Merk riconobbe immediatamente l’intenzione malvagia nella voce, qualcosa di cui aveva fatto esperienza, e non ebbe neppure bisogno di voltarsi per capire cosa stava per accadere. Udì le foglie scricchiolare tutt’attorno a lui e dal bosco emersero dei volti che ben si abbinavano con la voce: tagliagole, uno dall’aspetto più disperato dell’altro. Erano le facce di uomini che uccidevano senza motivo. Le facce di ladri e assassini comuni che assaltavano a caso i deboli con violenza inaudita. Agli occhi di Merk erano la feccia più bassa in assoluto.
Merk vide che era circondato e capì di essere finito in una trappola. Si diede rapidamente un’occhiata attorno senza farlo intendere a loro, spinto dal suo vecchio istinto, e ne contò otto. Tenevano tutti in mano un pugnale, erano tutti vestiti di stracci, con le facce, le mani e le unghie sporche, tutti con la barba incolta, tutti con un aspetto disperato che dava a vedere che da troppi giorni non mangiavano molto. E che erano annoiati.
Merk si irrigidì mentre il capo dei ladri si avvicinava. Non certo per paura: Merk poteva ucciderlo, poteva ucciderli tutti senza battere ciglio se voleva. Ciò che lo innervosiva era la possibilità di essere costretto alla violenza. Era determinato a mantenere il suo giuramento a qualsiasi costo.

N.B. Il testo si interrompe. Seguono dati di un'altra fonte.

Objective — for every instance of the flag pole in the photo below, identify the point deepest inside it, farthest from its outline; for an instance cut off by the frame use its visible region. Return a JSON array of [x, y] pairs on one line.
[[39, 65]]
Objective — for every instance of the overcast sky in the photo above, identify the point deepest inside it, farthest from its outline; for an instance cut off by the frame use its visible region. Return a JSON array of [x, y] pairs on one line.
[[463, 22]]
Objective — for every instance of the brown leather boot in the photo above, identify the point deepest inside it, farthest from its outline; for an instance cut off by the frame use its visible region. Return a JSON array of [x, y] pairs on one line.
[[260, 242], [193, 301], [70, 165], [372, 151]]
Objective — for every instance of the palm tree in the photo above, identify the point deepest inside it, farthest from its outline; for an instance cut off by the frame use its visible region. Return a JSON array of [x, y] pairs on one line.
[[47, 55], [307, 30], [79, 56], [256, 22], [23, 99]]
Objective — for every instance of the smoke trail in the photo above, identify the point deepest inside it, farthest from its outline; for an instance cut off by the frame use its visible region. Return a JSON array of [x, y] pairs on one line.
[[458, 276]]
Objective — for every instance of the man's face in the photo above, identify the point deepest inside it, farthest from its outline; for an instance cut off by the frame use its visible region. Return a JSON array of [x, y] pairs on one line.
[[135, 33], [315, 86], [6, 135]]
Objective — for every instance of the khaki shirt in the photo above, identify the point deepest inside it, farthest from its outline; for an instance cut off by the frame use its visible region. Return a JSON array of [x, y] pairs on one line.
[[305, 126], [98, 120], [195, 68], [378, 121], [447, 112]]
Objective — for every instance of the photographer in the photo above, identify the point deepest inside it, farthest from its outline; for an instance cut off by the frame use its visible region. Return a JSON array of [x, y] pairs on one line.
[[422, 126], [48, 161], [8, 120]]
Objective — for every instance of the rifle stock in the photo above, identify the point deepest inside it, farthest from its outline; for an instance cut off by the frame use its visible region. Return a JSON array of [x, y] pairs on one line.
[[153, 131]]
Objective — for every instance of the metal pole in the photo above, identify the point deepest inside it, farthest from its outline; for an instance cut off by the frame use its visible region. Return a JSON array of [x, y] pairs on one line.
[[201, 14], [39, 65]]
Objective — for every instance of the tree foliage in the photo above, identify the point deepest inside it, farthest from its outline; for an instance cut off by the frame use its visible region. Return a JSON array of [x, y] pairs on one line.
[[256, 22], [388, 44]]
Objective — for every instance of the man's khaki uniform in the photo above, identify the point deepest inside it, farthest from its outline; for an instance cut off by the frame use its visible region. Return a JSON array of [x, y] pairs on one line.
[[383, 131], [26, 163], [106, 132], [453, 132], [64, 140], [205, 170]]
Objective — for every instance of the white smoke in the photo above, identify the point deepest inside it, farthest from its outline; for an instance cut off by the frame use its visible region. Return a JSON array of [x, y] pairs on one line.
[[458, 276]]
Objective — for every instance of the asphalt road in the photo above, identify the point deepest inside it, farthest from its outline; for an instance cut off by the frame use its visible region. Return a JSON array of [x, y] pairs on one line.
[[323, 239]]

“E qui cosa abbiamo,” chiese uno di essi avvicinandosi accerchiando Merk.
“Sembra un monaco,” disse un altro con voce derisoria. “Ma quegli stivali non centrano nulla.”

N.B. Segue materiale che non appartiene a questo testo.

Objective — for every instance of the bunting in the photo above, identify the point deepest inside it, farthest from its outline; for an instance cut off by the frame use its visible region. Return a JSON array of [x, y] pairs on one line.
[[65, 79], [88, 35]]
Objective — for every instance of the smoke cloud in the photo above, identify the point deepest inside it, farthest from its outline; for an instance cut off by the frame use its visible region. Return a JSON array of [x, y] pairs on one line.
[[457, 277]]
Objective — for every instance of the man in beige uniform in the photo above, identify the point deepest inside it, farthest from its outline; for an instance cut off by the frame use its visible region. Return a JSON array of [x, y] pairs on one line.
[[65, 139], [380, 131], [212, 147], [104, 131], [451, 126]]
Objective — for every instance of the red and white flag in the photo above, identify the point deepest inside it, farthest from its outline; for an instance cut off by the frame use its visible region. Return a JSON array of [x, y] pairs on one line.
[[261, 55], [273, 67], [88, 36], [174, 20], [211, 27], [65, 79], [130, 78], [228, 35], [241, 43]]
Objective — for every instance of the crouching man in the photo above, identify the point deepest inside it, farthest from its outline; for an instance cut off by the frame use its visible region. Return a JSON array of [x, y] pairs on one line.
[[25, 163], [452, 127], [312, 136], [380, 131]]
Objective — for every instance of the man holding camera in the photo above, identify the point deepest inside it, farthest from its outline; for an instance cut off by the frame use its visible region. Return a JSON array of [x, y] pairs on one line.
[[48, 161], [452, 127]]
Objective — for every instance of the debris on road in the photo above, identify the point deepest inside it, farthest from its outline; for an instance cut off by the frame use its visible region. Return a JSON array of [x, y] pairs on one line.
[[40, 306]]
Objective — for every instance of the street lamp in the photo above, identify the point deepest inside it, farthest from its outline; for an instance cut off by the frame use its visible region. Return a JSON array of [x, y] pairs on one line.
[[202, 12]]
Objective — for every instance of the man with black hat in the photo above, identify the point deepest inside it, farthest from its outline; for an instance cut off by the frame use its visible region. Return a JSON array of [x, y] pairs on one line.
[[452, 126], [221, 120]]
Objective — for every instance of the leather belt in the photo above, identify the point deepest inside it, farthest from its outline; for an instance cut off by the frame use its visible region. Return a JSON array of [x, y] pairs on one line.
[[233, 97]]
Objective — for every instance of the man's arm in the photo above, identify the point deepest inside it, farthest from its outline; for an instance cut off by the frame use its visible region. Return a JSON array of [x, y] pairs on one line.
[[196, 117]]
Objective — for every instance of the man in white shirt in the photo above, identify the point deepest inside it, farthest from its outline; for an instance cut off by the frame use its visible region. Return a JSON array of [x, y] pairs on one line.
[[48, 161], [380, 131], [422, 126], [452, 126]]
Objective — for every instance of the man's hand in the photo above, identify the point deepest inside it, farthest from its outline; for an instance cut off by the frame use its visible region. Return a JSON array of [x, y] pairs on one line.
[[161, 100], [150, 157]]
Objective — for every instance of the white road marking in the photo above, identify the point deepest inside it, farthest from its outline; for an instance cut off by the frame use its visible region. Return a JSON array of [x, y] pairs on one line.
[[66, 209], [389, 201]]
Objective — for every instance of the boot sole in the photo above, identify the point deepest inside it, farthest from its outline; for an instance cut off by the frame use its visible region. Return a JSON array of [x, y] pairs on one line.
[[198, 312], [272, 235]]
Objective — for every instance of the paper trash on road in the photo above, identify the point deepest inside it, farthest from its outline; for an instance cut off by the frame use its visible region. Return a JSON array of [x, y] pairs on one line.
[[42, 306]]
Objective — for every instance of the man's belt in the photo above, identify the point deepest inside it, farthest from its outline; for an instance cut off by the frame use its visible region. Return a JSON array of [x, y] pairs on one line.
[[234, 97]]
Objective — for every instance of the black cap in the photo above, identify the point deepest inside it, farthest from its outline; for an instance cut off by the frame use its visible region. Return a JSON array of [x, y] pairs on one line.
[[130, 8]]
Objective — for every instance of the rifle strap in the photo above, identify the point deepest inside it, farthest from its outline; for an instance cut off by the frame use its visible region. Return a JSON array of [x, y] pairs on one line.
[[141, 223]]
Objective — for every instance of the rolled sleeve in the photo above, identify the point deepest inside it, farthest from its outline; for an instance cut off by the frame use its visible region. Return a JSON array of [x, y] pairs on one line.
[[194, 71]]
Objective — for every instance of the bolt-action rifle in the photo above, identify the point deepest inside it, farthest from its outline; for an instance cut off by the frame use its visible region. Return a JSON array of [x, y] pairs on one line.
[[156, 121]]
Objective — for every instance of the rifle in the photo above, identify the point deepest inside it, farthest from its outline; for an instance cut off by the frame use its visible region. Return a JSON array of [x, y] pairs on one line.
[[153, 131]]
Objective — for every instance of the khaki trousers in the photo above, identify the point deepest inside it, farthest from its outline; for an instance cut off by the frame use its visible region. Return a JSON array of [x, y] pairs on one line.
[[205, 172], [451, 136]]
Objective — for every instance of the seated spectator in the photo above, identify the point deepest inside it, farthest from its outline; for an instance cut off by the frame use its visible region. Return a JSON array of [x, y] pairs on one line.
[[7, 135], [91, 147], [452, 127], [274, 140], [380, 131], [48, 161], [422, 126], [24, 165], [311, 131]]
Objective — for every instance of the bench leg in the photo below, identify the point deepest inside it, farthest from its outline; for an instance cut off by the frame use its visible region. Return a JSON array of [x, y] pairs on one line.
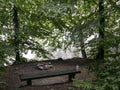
[[29, 82], [71, 76]]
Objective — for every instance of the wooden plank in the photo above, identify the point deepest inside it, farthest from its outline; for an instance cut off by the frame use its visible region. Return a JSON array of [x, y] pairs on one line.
[[48, 74]]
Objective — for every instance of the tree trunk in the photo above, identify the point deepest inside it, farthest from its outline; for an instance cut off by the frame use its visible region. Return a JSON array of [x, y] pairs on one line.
[[16, 36], [83, 52], [100, 54]]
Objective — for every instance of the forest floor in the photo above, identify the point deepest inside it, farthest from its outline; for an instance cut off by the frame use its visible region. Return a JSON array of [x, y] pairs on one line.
[[13, 82]]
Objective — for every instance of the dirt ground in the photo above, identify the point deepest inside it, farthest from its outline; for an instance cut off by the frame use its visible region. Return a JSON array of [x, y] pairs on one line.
[[13, 82]]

“Magari è un monaco che pensa di essere un soldato,” rise un altro.
Scoppiarono tutti a ridere e uno di essi, un omone sulla quarantina senza un dente incisivo, si chinò alitandogli in faccia il suo fiato fetido e gli diede un colpo alla spalla. Il vecchio Merk avrebbe ucciso qualsiasi uomo gli si fosse avvicinato anche solo della metà.
Ma ora il nuovo Merk era determinato ad essere un uomo migliore, ad essere superiore alla violenza, anche se quella sembrava cercarlo. Chiuse gli occhi e fece un respiro profondo, sforzandosi di restare calmo.
Non tornare alla violenza, si disse e ripeté più volte.
“Cosa fa questo monaco?” chiese uno di essi. “Prega?”
Scoppiarono tutti a ridere di nuovo.
“Il tuo dio non ti salverà adesso, amico!” esclamò un altro.
Merk aprì gli occhi e fissò il bifolco.
“Non ho intenzione di farvi del male,” disse con calma.
Le risate si levarono più forti di prima e Merk si rese conto che stare calmo e non reagire violentemente era la cosa più difficile che avesse mai fatto.
“Fortunati insomma!” rispose uno di essi.
Risero ancora, poi fecero silenzio mentre il capo si faceva avanti e si portava faccia a faccia con Merk.
“Ma forse,” disse con voce seria, così vicino che Merk poteva sentire il suo alito cattivo, “siamo noi a volerti fare del male.”
Un uomo si avvicinò a Merk, gli mise un braccio nerboruto attorno alla gola e iniziò a stringere. Merk ansimò sentendosi soffocare, la morsa abbastanza forte da fargli provare dolore, ma non tanto da togliergli l’aria del tutto. Il suo riflesso immediato sarebbe stato quello di allungare un braccio indietro e uccidere quell’uomo. Sarebbe stato facile: conosceva il punto preciso di pressione nell’avambraccio per fargli mollare la presa. Ma si sforzò di non farlo.
Lasciali passare, disse fra sé e sé. La strada verso l’umiltà deve iniziare da qualche parte.